We’ve received thousands of tips so far through our embeddable incident reporting form. We’ve also added tips sent to us by civil rights groups such as the Southern Poverty Law Center.
ProPublica and reporters in newsrooms around the country used those tips to tell the stories of people who’ve come forward as victims or witnesses. They’ve identified a number of patterns:
- Hate incidents are an ongoing problem at schools and universities. BuzzFeed took a deep dive into school-based incidents and college campuses. The New York Times opinion section, Univision, The Seattle Times and Chico Sol also reported on incidents at educational institutions. A Southern Poverty Law Center survey of educators also found a spate of incidents in schools.
- In some cities, hate incidents on public transportation rose. The Boston Globe, The New York Times opinion section and Univisioncovered this.
- Over and over, we've seen people of color say they've been targeted with the phrase “Go back to your country.” Univision, HuffPost, The New York Times opinion section and The Cincinnati Enquirer told these stories.
- Xenophobic bias incidents targeting immigrants and people of color are common. The Boston Globe, Univision, India Currents and ProPublica wrote about this. Univision also found that some Latinos have been targeted for speaking Spanish in public.
- Islamophobia remains a fact of life across America ProPublica, the Star Tribune, HuffPost, New America Media, Splinter and Fusion looked at this. Meanwhile, the Council on American-Islamic Relations says anti-Muslim incidents rose 9 percent in the first three quarters of the year.
- Anti-Semitic vandalism incidents happen all over the country. HuffPost, The Arizona Republic, The New York Times opinion section, Reveal and ProPublica reported stories on this. The Anti-Defamation League found anti-Semitic incidents increased 67 percent during the first three quarters of this year.
Our mission at ProPublica is to do journalism that has impact. We’ve seen significant impact from Documenting Hate.
- The official Virginia state after-action report on the Charlottesville rallycited ProPublica’s reporting and made recommendations for better police practices based on our journalism.

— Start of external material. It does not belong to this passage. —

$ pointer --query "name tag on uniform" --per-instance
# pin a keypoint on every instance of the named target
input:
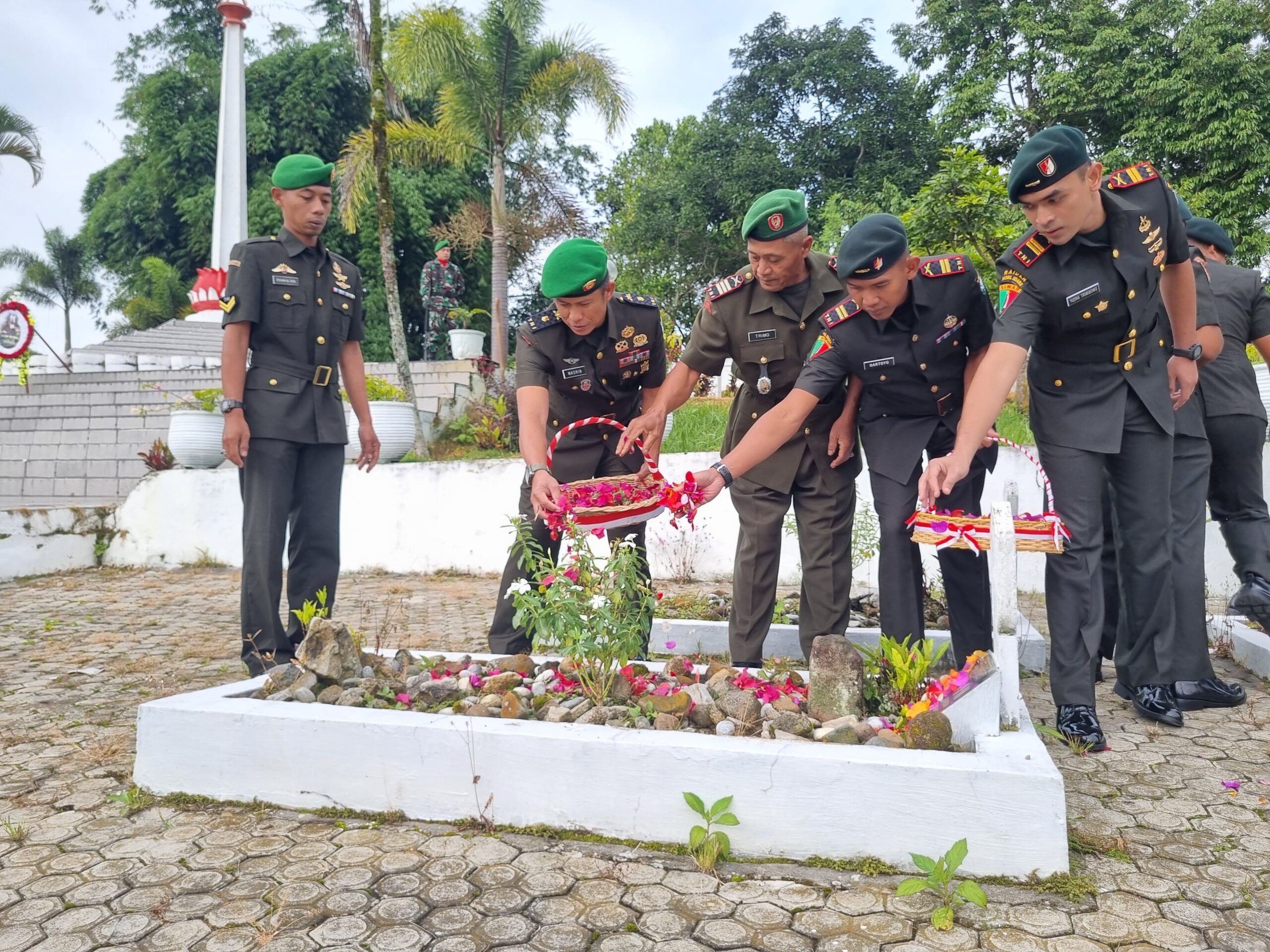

- Cloudflare changed their complaint policies following a ProPublica storyon how the company helps support neo-Nazi sites. The company cited our reporting when they later shut down The Daily Stormer, a major neo-Nazi site.
- After we asked for their records, the Jacksonville Sheriff’s Office, which had not sent a hate crime report to the state of Florida in years, began reporting hate crime data for the first time since 2013.
- The Miami-Dade Police Department started an internal audit after we talked to them in October. Detective Carlos Rosario, a spokesman for the department, told us they found four hate crimes that they had failed to report to the state. Rosario also told us that they are in the process of creating a digital hate crime reporting process as a result of our reporting.
- The Colorado Springs, Colorado, police department fixed a database problem that had caused the loss of at least 18 hate crime reports. The error was discovered after we asked them questions about their records.
- The Madison, Wisconsin, police department changed how they categorize hate crimes before they send them to the FBI based on our records request.
- A group of nine senators led by Sen. Patty Murray, D-Wash., sent a letter to Education Secretary Betsy DeVos asking what the administration will do in response to racist harassment in schools and universities, citing Buzzfeed’s reporting for the project.
- The Daily Stormer in Spanish removed the name of a popular Spanish forum from its site after legal action was threatened following a Univision story.
- The Matthew Shepard Foundation said it would increase resources dedicated to training police officers to identify and investigate hate crimes, citing our project.